When your property tax bill arrived by mail last week, you may not have noticed a slight addition: an extra $21, $32 or $39 - depending on your type of residence - for "Stormwater Remediation."
This is overdue recognition that stormwater pouring from roofs and parking pads pollutes the Chesapeake Bay, promotes flooding and soil erosion and leads to drinking water contamination.
Embarking on fixes takes money.
It's similar to another charge, $60, on the same bill for the Bay Restoration Fund. This is better known as the "flush tax" promoted by Republican Gov. Bob Ehrlich.
That money is spent on costly sewage treatment plant upgrades to remove nitrogen and other pollutants before the cleansed water is dumped into streams, rivers and the Chesapeake.
They are necessary expenses if we care about our environment.
None of us like to pay taxes. That's been true since the American Revolution - remember the original Tea Party in Boston and other colonial cities?
But delivering government services and preserving our valuable natural resources can't be done for free.
In Baltimore County, the fee to deal with stormwater runoff pays for such services as street sweeping, storm drain cleaning, maintenance and improvements, shoreline stabilization, tree planting and reforestation, among other things.
The county's charge is $21 for a townhouse, $32 for a condo and $39 for a single-family home. This is far cheaper than Baltimore City, between $40 and $120 per residence, and generally less than Howard County, $15 to $90.
Anne Arundel County is phasing in its stormwater fee, $34 to $85, over three years and Harford County has a 10-year phase-in of its $125 fee while a task force studies other options.
The fee is mandated by state law affecting 10 jurisdictions that contribute the most to stormwater pollution of the bay.
A few counties refused to take the state mandate - required by the federal Environmental Protection Agency - seriously. They could face hefty fines or a whopping cleanup tab down the road.
Carroll County's staunchly conservative commissioners aren't imposing any fee and will pay for cleanup projects out of the county's annual budget.
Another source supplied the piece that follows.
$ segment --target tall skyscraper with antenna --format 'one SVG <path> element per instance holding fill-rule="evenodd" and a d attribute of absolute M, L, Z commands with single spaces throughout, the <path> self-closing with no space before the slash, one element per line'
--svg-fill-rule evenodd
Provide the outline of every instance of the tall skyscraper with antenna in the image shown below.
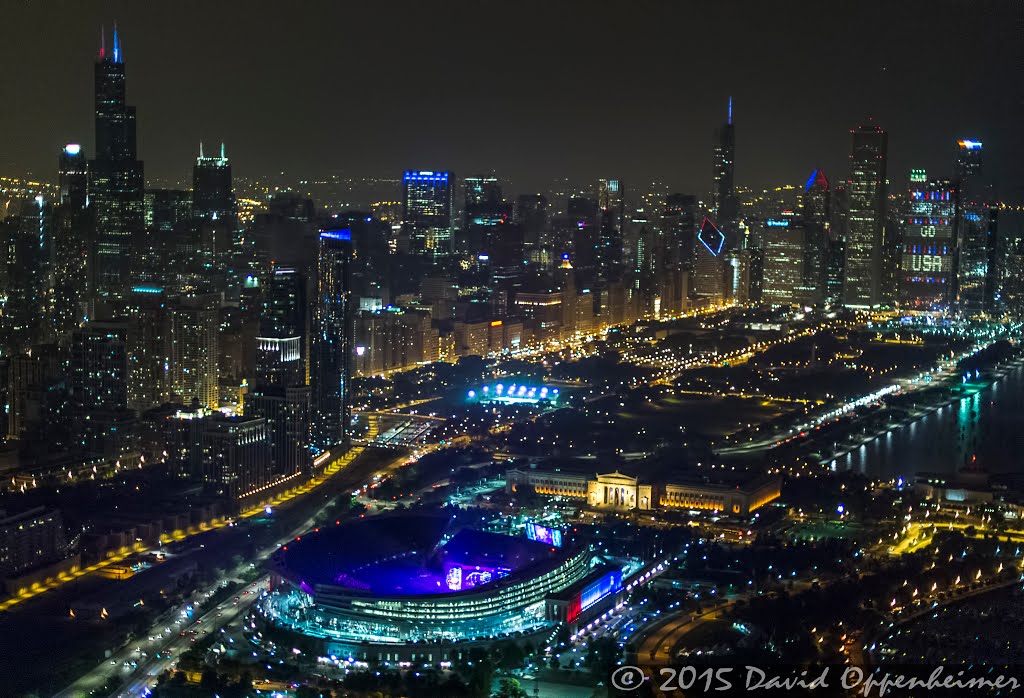
<path fill-rule="evenodd" d="M 133 241 L 144 228 L 144 175 L 135 141 L 135 107 L 125 102 L 124 56 L 114 25 L 113 50 L 101 31 L 95 65 L 96 158 L 89 194 L 96 221 L 90 250 L 93 296 L 116 296 L 129 282 Z"/>
<path fill-rule="evenodd" d="M 711 192 L 711 208 L 718 229 L 725 235 L 726 249 L 733 249 L 739 243 L 739 231 L 737 230 L 739 204 L 736 200 L 735 164 L 736 126 L 732 121 L 732 97 L 730 97 L 725 123 L 715 131 L 714 189 Z"/>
Frederick County's even more conservative commissioners imposed a $1 per residence fee and dared the EPA and Maryland to object.
Meanwhile, a Baltimore County Republican known for his grandstanding is leading a drive to repeal the so-called "rain tax."
Del. Pat McDonough has as much chance of succeeding as stopping the rain from falling on roofs and other impervious surfaces.
When you think about it, this fee and Ehrlich's "flush tax" are cost-effective ways to show our support for clean water.
For less than $100 a year every resident in Baltimore County contributes to a greener environment that makes it safer to swim in our rivers and bay, drink water from our taps and preserve this state's greatest treasure, the Chesapeake.